Pogrzeby przywódców. Nie każdy był religijny i z rozmachem
Nie każdy przywódca żegnany był z honorami i religijnym obrządkiem. Pogrzeby światowych liderów potrafią zaskakiwać — od tłumów w Watykanie po prywatne ceremonie bez księdza. Co decyduje o formie pożegnania? Religia, polityka czy wola zmarłego?

Tu pogrzeb zawsze będzie w obrządku katolickim
21 kwietnia 2025 roku, w wieku 88 lat, zmarł papież Franciszek. Duchowny rzymskokatolicki, głowa Kościoła katolickiego, ze względu na swoje odważne decyzje był wielokrotnie krytykowany przez środowiska tradycjonalistów, ale to, co obecnie możemy zobaczyć (w tym tłumy pielgrzymów chcących go pożegnać), pokazuje jednoznacznie, że była to znacząca postać dla współczesnego chrześcijaństwa. Postać reprezentująca tak naprawdę podstawy chrześcijaństwa - nie przepych, władzę i bycie ponad wiernymi, ale skromność, zwrócenie uwagi na człowieka i żywą wiarę. Tym zachwycił nie tylko katolików na całym świecie - był również szanowany przez ateistów i przywódców oraz wiernych religii niechrześcijańskich.

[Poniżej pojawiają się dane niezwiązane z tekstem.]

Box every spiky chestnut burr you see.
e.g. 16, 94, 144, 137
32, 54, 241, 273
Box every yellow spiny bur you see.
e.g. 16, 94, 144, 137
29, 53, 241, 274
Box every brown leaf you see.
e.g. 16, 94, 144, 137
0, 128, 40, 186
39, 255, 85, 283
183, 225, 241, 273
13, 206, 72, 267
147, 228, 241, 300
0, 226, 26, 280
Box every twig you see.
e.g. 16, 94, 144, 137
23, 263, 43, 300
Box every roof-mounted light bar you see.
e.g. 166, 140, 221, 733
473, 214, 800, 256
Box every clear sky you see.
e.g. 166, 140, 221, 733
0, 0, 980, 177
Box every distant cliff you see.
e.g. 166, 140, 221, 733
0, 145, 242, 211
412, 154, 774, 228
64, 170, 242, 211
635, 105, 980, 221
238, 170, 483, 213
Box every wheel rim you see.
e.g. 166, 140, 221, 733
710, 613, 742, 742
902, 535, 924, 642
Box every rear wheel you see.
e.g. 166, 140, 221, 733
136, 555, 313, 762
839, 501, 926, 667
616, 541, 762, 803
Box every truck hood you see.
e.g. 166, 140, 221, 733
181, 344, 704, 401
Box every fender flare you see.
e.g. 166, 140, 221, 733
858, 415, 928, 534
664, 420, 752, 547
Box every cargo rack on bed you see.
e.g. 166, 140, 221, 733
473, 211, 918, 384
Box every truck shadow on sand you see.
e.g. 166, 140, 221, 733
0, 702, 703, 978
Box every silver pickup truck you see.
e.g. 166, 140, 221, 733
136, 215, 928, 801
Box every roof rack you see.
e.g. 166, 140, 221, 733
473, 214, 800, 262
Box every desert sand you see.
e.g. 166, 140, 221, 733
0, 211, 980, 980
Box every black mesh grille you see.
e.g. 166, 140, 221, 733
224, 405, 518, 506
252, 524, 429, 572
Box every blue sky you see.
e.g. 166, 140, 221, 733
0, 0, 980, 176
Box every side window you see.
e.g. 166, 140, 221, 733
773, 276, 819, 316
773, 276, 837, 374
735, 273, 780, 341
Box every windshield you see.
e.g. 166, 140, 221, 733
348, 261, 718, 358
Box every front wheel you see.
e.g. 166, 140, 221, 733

Po kilkudniowym pożegnaniu w końcu musi przyjść czas na to ostatnie. Sobota, 26 kwietnia, to dzień pogrzebu. Pisząc ten tekst w piątek i widząc skalę przygotowań, tylko mogę się spodziewać, że skromny jezuita Jorge Mario Bergoglio, papież Franciszek, przyciągnie do siebie tłumy wiernych nie tylko do Watykanu i Rzymu, ale też przed ekrany na całym świecie.
Choć część zmian w Watykanie (w tym związanych z pogrzebem) papież z Argentyny przeprowadził z myślą o pokazaniu, że bycie papieżem oznacza służbę Kościołowi na wzór Chrystusa, a nie wywyższenie nad wszystkich, to jednak nie możemy zapomnieć, że był on głową państwa. Przywódcą, od którego co prawda nie oczekiwano zbrojnego wsparcia w przypadku konfliktów, ale publicznej wypowiedzi i zajęcia konkretnego stanowiska.

Mimo iż każdy papieski pogrzeb wiąże się z licznie przybywającymi wiernymi i delegacjami państw, to niektóre z nich szczególnie zapisały się w historii. Prawdopodobnie sami się domyślacie, że w tej chwili przypomnę pogrzeb Jana Pawła II, który (jak chyba żaden papież w historii) przyciągnął do siebie tłumy młodych - to z jego inicjatywy już od 1986 roku obchodzimy Światowe Dni Młodzieży.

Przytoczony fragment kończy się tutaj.